Hemmungsloser Sozial-Darwinismus bricht aus. Sämtliche, lange und sorgsam gehüteten, humanistische Normen werden eiligst entsorgt, erst kommt schließlich das Fressen, dann die Moral. Opa ist schockiert von der Neuen Primitivität seiner Zeitgenossen, wie der geizgeile Zeitgeist sich selbst ein Etikett, pardon, auf Neusprech Label gibt wie einen Ehrentitel; von der exhibitionistischen Lust der Talk-Shows, in denen „Gäste“, meist randständige Existenzen, sich einem frohlockenden Publikum derselben Unterschicht preisgeben. Der junge Opa ist angewidert von der geistigen Verslumung einer degenerierten Gesellschaft, in der Kinder als großes Unglück angesehen werden und Banken ihre Schützlinge in herausgeputzte Schuldenfallen locken. Er ist fassungslos angesichts der Diktatur des Mittelmäßigen, er ist angeekelt vom malignen Narzissmus, der jede zwischenmenschliche Kommunikation durchzieht, von der Dummheit und der Perversion, vom Egoismus und der Brutalität in allen Lebensbereichen. Er ist voller Verachtung für korrupte Politiker, die ihm sowie allen anderen täglich neue Lügen vorsetzen und auch in der Krise ständig blöde grinsen. Er ist mit Ekel angefüllt vor den Konzernbossen, die für den zehnten Milliardengewinn en Suite ihrer Firmen Schwindel erregende Boni kassieren, an die Aktionäre Rekorddividenden ausschütten und mit dem gleichen Federstrich ein paar tausend Arbeitsplätze zwecks Gewinnoptimierung streichen. Aber das ist ja wohl bitte deren gutes kapitalistisches Recht, nicht wahr? Soll doch der Staat für die anderen Typen aufkommen. Har, har, har.

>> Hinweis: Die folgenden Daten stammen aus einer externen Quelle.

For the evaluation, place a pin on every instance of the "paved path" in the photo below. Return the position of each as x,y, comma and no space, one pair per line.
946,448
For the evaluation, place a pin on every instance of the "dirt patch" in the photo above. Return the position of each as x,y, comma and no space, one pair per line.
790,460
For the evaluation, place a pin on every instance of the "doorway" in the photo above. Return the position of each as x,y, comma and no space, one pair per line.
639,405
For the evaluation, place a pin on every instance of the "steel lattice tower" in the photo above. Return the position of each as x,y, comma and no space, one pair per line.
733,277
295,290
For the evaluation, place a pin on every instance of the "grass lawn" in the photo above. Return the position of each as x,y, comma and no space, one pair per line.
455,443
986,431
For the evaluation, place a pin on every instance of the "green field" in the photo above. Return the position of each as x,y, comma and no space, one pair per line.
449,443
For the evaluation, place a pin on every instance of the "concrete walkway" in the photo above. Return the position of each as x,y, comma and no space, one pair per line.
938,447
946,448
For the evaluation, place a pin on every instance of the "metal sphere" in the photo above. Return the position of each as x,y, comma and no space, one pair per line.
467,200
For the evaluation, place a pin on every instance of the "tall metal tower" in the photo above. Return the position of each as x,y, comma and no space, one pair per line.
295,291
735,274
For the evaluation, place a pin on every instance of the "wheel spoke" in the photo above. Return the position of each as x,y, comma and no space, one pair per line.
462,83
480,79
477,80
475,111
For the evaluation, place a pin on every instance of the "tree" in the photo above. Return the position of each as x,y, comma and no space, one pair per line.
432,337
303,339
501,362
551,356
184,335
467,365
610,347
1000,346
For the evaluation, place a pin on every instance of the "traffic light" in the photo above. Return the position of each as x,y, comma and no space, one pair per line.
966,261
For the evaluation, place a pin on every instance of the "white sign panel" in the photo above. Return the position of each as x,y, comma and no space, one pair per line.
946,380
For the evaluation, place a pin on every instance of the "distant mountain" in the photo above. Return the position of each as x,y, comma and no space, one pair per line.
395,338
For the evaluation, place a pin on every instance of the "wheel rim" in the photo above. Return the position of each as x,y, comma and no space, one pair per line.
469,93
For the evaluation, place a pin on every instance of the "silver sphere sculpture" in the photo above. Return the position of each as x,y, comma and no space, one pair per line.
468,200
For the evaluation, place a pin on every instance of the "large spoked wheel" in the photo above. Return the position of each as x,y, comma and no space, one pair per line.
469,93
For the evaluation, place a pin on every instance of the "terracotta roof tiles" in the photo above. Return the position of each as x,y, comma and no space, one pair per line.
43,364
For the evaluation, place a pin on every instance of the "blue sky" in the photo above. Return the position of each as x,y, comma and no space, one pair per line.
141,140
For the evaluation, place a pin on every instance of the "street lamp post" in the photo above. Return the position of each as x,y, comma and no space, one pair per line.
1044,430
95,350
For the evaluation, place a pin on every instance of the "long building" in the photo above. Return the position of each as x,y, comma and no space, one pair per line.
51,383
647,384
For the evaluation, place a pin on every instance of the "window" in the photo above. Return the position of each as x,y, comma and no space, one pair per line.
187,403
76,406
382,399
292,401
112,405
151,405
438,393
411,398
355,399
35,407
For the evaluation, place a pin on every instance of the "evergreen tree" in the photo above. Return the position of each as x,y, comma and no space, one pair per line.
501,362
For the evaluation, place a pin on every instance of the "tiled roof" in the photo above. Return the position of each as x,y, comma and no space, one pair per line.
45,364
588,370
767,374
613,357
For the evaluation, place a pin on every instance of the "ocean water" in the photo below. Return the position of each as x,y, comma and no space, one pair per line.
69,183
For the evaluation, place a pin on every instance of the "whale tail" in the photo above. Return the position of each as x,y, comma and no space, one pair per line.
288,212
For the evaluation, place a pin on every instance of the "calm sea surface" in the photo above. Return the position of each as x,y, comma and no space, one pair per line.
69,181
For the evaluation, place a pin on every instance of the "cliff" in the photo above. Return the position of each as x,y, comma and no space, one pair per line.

Der Konsument ist ohnehin nur zahlender Arsch, der düpiert werden muss, was das Zeug hält. Was soll er denn sonst machen, der gute König Kunde? Streiken? Den Anbieter wechseln? Autark werden?
Har, har, har.
Da lachen ja die Hühner! So ein Mumpitz! Millionen Kinder haben in ihrem Leben ja noch nie eine Kuh gesehen! Für die kommt tatsächlich Milch eben aus der Flasche, der Tüte, dem Tetrapack. Wie schön! Und solange sich das nicht ändert, werden die Konzerne auch morgen noch Millionen schröpfen. Opas Lebenserfahrung, soweit vorhanden, macht ihm klar, dass der einzige Sinn, den es im Leben eines Menschen geben kann, der ist, den der Mensch sich selbst aufgrund simpelster sittlicher Richtlinien gibt. Da Ideale ideal bleiben, bleibt nur die Wahrheit. Alles andere ist präsokratische Sophisterei.
Terrorismus hingegen ist das neue Zauberwort, mithilfe dessen sich jeder Spuk bannen lässt. Die Situation gleicht über weite Strecken dem absurden Plot eines, zugegebenermaßen meisterhaften, Science-Fiction-Zeichentrickfilms aus der Mitte der Achtziger Jahren des letzten Jahrhunderts vor der Zahlenwende. Allerdings endet der Zeichentrickfilm original in einem nuklearen Brandopfer, aus dem es nur mithilfe eines Kunstgriffes in die Zaubertricklade für ein paar wenige Freunde des Gottes aus der Maschine ein Entrinnen gibt, denn im Zeichentrickfilm gelingt ja alles immer. Aber sonst? Opa denkt gelegentlich daran, Politiker zu werden. Lässt es aber lieber bleiben. Der Wahn ist kollektiv, ich kann ihn nicht alleine steuern, gibt er unumwunden zu. Sorgfältig schält er Kartoffeln, schneidet weißes Fleisch, grünes Gemüse. Gewissenhaft wird Knoblauch gehäutet, Käse gerieben, werden Chilischoten zermalmt. Früher mal, da sangen Sänger Songs über Hawaii, wo es zwar kein Bier gab, aber schöne und kaffeebraune Frauen.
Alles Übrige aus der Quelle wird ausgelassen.